We found that the triazole derivative itraconazole, a clinically licensed antifungal drug (World Health Organization, 2019) that directly inhibits the endosomal cholesterol transporter Niemann-Pick Type C1 (Trinh et al., 2017) , has an antiviral potential on the endosomal fusion of enveloped viruses including influenza viruses (Schloer et al., 2019) . Moreover, our previous study already revealed a beneficial antiviral activity in vivo (Schloer et al., 2019) .

The findings presented in this study add SARS-CoV-2 to the spectrum of itraconazole-sensitive enveloped viruses. Our results reveal a potent antiviral activity of itraconazole on the production of SARS-CoV-2 infectious particles, with EC 50 values comparable to what we previously reported for itraconazole-mediated antiviral activity against IAV subtypes (Schloer et al., 2019; .

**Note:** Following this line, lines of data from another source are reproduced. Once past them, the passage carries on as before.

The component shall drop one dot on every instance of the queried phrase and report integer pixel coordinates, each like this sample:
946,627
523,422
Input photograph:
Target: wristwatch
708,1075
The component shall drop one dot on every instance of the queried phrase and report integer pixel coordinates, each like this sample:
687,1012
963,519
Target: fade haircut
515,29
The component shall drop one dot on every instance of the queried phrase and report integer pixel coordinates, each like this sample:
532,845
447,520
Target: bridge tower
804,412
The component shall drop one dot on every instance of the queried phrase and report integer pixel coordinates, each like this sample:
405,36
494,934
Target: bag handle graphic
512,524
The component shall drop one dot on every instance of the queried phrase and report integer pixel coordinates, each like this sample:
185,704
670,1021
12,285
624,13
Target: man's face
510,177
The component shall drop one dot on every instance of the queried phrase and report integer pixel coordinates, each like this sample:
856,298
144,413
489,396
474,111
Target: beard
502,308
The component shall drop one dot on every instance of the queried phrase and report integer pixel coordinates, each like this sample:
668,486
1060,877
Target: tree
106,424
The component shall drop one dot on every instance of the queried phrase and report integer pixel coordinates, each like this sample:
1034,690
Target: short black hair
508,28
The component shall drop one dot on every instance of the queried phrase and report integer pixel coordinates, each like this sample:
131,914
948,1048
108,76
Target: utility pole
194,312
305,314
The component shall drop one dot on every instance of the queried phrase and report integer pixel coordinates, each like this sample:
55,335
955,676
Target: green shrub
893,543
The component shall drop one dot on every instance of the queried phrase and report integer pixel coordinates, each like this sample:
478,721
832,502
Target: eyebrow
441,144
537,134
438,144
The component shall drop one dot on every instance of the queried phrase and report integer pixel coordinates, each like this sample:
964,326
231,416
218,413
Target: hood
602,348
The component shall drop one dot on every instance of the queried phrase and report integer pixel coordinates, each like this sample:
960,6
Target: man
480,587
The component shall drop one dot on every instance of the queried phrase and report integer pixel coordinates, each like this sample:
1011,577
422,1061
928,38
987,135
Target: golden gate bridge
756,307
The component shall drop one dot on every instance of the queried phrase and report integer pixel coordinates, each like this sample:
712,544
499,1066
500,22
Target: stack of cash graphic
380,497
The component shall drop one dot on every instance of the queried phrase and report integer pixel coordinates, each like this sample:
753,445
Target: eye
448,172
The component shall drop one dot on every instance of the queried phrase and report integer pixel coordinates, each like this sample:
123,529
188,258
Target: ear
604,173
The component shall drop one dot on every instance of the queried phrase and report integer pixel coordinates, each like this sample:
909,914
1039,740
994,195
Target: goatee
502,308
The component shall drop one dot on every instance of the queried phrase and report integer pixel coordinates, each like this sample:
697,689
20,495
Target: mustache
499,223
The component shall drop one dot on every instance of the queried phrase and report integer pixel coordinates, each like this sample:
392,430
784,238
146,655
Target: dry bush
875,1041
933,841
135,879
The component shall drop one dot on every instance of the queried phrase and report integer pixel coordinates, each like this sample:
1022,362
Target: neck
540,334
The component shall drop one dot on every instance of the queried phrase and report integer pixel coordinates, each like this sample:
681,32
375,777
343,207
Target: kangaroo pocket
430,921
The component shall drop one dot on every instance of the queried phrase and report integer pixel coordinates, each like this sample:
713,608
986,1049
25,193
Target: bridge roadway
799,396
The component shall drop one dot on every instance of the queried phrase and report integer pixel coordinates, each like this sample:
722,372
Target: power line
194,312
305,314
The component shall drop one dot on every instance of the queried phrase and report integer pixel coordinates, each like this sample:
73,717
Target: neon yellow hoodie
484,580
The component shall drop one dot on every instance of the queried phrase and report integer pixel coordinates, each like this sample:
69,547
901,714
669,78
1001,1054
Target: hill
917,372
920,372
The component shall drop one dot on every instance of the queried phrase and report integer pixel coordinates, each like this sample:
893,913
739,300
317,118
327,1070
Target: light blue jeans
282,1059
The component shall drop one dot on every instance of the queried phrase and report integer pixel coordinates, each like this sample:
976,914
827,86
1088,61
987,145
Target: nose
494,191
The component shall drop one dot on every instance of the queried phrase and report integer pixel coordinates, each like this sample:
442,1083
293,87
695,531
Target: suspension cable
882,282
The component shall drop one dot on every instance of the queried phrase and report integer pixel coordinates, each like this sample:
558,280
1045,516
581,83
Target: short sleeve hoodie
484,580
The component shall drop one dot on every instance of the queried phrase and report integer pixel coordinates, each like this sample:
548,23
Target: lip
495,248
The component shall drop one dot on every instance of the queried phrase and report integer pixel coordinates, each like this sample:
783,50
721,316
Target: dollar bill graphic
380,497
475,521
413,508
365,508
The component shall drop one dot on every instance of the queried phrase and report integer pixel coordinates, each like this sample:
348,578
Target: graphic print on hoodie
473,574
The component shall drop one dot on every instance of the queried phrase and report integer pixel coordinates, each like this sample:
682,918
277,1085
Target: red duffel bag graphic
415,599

The bioavailability after oral application of itraconazole is low because of the low water solubility of this highly lipophilic compound (Domínguez-Gil Hurlé et al., 2006; Grant Prentice & Glasmacher, 2005) . Because the slightly acidic salt is ionized only at very low pH, fluctuations in individual gastric acidity, for example fasting conditions or medications, reduce the bioavailability. Food or acidic beverages can influence the adsorption of orally administered itraconazole, depending on the formulation. Only limited amounts are absorbed from the gastrointestinal tract, leading to high interpatient variability in plasma levels (Allegra et al., 2017; Bae et al., 2011; Domínguez-Gil Hurlé et al., 2006; Lestner & Hope, 2013; Shin et al., 2004) . Yet itraconazole has been proven to be clinically useful in the prophylaxis and treatment of fungal infections, with a recommended daily dose of 200-400 mgÁday −1 , which might be increased up to 600 mgÁday −1 in case of severe infections. Effective plasma concentration ranges in patients with pulmonary aspergillosis treated with 200-mg itraconazole once daily have been reported to begin at 500 μgÁL −1 , well above the EC 50 levels for anti-SARS-CoV-2 antiviral activity determined in this study. We recently also discovered that the widely used antidepressant fluoxetine has strong SARS-CoV-2 antiviral activity (Schloer, Brunotte, et al., 2020) . In contrast to itraconazole, the bioavailability of orally administered fluoxetine is high, having plasma levels of 350 μgÁL −1 after 2 weeks and up to 1,055 μgÁL −1 after longer treatment periods were reported in patients on 20 mgÁday −1 fluoxetine (Pope & Zaraa, 2016; Preskorn et al., 1991) , levels that we found sufficient to inhibit over 50% of SARS-CoV-2 virus titres. Interestingly, fluoxetine is a racemic mixture of two enantiomers both of which have been reported to exert antiviral activity (Zimniak et al., 2020) , which might allow for the development of antiviral derivatives that do not affect serotonin re-uptake.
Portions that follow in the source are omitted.